Home Speaker Asylum

General speaker questions for audio and home theater.

Rooms are the biggest problem

With a sub it's always a Catch 22. Most rooms have a peak in the bass around 50-80 Hz, and they usually are quite large peaks. Loading the sub in a corner usually heps reinforce bass fequencies down around 20-30Hz, you need the room to help boost the response down there. The problem with that is you boost all bass frequencies and if you have a big peak in the bass already then it's just amplified all that more. So you turn the volume down to reduce the peak but then you are throwing off the response way down in the very low bass, you can't win. Moving the sub around the room helps but usually is fruitless in the end, you always end up trading off something for another- less deep bass for smoother mid bass for example. Room treatments, like bass traps are a good solution here.

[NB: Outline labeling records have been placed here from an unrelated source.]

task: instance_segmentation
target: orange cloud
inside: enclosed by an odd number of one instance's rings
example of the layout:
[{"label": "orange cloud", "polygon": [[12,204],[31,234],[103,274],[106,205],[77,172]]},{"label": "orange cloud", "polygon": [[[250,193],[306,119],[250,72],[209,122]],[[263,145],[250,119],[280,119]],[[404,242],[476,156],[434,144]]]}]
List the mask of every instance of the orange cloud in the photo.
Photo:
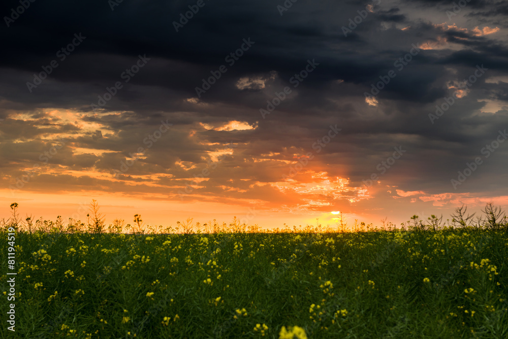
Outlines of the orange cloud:
[{"label": "orange cloud", "polygon": [[499,30],[499,28],[496,27],[495,28],[491,28],[490,27],[486,26],[483,27],[482,29],[478,28],[477,26],[474,29],[472,29],[471,32],[473,32],[474,35],[475,37],[481,37],[482,36],[488,35],[489,34],[492,34],[493,33],[495,33]]}]

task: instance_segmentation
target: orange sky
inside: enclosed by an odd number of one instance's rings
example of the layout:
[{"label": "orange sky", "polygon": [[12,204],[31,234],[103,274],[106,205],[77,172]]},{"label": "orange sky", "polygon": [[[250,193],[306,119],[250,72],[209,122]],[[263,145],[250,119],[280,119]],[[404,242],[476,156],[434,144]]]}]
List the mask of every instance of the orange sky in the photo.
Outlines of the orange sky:
[{"label": "orange sky", "polygon": [[17,202],[24,218],[84,221],[96,199],[107,223],[271,228],[508,207],[498,18],[380,2],[347,32],[353,3],[283,19],[251,5],[256,20],[220,12],[210,27],[218,14],[203,12],[180,32],[160,26],[170,10],[130,30],[135,4],[69,17],[68,37],[30,20],[0,32],[0,215]]}]

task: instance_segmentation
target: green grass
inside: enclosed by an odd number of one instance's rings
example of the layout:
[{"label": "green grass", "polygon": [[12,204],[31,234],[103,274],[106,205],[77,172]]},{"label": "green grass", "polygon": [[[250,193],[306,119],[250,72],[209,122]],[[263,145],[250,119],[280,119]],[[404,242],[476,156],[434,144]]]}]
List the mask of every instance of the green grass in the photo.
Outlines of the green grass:
[{"label": "green grass", "polygon": [[[15,245],[16,331],[4,322],[3,337],[508,336],[505,231],[20,232]],[[3,291],[8,271],[6,258]]]}]

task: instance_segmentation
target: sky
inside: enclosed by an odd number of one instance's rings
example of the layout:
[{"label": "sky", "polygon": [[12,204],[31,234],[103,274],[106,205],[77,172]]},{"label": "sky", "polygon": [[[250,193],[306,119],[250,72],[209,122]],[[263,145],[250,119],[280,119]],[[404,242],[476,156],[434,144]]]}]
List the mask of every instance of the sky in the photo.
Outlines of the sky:
[{"label": "sky", "polygon": [[0,215],[399,225],[508,207],[508,3],[0,5]]}]

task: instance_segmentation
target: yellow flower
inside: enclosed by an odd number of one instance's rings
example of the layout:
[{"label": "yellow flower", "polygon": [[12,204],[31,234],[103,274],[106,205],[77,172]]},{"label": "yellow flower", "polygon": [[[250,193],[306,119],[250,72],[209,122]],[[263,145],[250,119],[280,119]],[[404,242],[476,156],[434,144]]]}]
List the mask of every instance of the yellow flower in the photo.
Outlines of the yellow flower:
[{"label": "yellow flower", "polygon": [[279,339],[307,339],[305,330],[298,326],[290,326],[287,330],[285,326],[282,326],[279,333]]}]

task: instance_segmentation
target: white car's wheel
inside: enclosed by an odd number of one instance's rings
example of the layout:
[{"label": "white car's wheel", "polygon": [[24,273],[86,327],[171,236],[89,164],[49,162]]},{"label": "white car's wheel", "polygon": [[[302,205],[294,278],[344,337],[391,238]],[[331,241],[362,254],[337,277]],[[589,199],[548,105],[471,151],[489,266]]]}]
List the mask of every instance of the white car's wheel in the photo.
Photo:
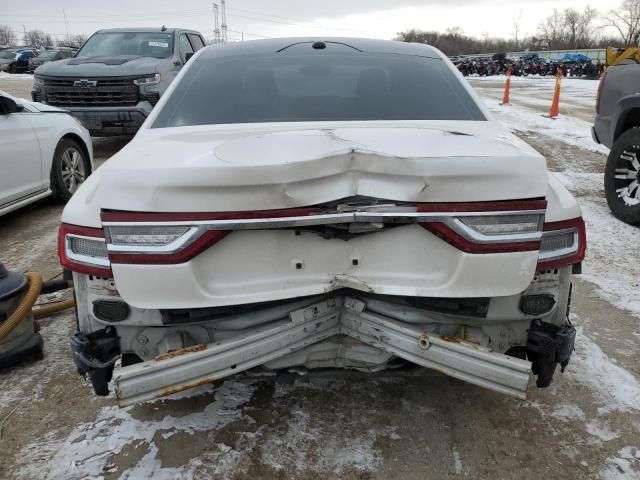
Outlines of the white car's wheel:
[{"label": "white car's wheel", "polygon": [[60,140],[51,165],[53,197],[60,202],[69,200],[88,173],[87,156],[78,142],[70,138]]}]

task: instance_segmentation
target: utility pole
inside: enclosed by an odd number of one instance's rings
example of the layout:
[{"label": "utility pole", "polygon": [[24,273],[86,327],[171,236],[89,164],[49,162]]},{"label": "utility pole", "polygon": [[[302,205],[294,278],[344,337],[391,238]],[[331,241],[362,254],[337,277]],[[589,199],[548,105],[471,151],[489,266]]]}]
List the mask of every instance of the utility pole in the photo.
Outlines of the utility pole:
[{"label": "utility pole", "polygon": [[67,14],[62,9],[62,16],[64,17],[64,28],[67,30],[67,46],[71,46],[71,42],[69,42],[69,25],[67,25]]},{"label": "utility pole", "polygon": [[222,43],[220,38],[220,23],[218,22],[218,4],[213,3],[213,43]]},{"label": "utility pole", "polygon": [[220,0],[222,3],[222,43],[227,43],[227,2]]}]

The xover in the Titanic plate amp might well be very accurate, though it's said that the filters in plate amps are not all that accurate but still not grossly inaccurate. Let's say you find a good spot in the room with dialed in settings that gives you pretty flat response from 25Hz to 40Hz and you have the xover set at 40Hz. Even though the roll off begins here at a slope of 12dB per octave, because of huge peak in the bass within your room around 50-60 Hz (not uncommon to see as much as 15-20 dB peaks) you are still going to have a large peak in the bass above the xover setting. It's easy to blame the internal xover and it's accuracy but if you look at what's going on here via measurements it's easier to see. Subs are a massive pain in the ass.

Treating the room is the best solution. But still, I can only imagine that the convenience of a 24dB per octave xover with adjustable filter settings below 40Hz would be quite ideal.

With ALL that said, I still feel that if one were to acquire very linear and flat bass from say 80Hz down to 20Hz you'd be darn surprised at how naked and lifeless the bass would sound. Bass is a wierd thing. Reasonably boosted bass that might not "measure" ruler flat can be more satisfying when listeing to music oddly enough.